The text for this annotation thus contains a double line break. However, summarize highlights of
as sheet
strips line breaks from the text, like so:
“Changes relative to 1900 are calculated by adding 0.158 m (observed global mean sea level rise from 1900 to 1995–2014) to simulated and observed changes relative to 1995–2014. Panel (e) Global mean sea level change at 2300 in metres relative to 1900.”
This means that the the search=
link won’t work. The search function, activated by the URL, is smart enough to ignore where single line breaks have been removed, but not where double line breaks are removed. It won’t recognise it as the same text. A small flaw (the link will still find the right page, of course), but an annoying one nevertheless.
In any case, this brings me to my point: ‘Deep linking’ is more or less possible for underline/highlight-type annotations. One way of achieving this in an automated fashion is using the above method. However, my solution, creating the summary sheet and then deleting it, is a bit of a hack, and breaks down in the circumstance just described.
What would solve this problem, for me at least, would be if one could generate an annotation summary not as a sheet, nor as a markdown or RTF document (which are the other two options), but instead as an AppleScript record, unprocessed. I.e. it would look something like this: {document:"IPCC_AR6", page:23, type:"Underline", text:"Changes relative to 1900 are calculated [and so on]"}
.
As a bonus, it would be particularly useful if this output could also provide other metadata that are programatically accessible but not included in the existing summarize highlights of
reports.

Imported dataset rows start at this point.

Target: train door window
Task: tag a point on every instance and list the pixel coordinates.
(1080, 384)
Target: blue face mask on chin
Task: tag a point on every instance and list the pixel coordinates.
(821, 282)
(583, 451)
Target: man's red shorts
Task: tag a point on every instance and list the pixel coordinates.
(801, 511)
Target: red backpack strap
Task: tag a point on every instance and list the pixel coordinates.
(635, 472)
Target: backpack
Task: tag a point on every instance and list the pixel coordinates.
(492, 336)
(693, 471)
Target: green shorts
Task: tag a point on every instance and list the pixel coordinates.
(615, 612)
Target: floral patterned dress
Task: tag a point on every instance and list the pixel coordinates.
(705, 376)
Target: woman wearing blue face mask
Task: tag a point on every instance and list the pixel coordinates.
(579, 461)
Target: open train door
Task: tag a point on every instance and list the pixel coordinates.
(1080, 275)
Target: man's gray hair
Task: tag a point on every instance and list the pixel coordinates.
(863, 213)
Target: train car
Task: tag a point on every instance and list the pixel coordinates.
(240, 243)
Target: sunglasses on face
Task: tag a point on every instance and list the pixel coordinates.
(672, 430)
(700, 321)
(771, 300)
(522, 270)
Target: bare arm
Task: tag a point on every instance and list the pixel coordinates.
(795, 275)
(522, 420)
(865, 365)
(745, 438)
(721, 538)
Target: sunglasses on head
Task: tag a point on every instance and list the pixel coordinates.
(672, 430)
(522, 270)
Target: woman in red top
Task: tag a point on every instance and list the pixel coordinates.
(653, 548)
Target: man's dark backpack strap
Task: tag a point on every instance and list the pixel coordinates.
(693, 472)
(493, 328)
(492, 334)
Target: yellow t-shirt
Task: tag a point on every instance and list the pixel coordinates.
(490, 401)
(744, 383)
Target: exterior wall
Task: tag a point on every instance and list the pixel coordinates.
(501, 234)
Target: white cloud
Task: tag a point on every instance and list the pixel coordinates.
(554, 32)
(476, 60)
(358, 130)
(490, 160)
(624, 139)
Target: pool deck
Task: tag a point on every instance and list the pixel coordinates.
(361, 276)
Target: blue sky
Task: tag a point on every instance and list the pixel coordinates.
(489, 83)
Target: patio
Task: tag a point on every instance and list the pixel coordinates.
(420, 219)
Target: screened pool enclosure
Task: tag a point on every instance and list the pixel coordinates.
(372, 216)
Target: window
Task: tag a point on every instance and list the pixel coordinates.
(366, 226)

I’m thinking particularly of the timestamp of the annotation, which may serve as a pseudo-unique identifier for it. This would be useful, for example, for being able to run my script on the same PDF multiple times, ignoring previously extracted annotations.
I’ve looked for some open source tools that could substitute for summarize highlights of
, but nothing quite fits. pdfannots comes close and could be modified for the purpose, but it also cleans up the text, so runs into the same problem as above.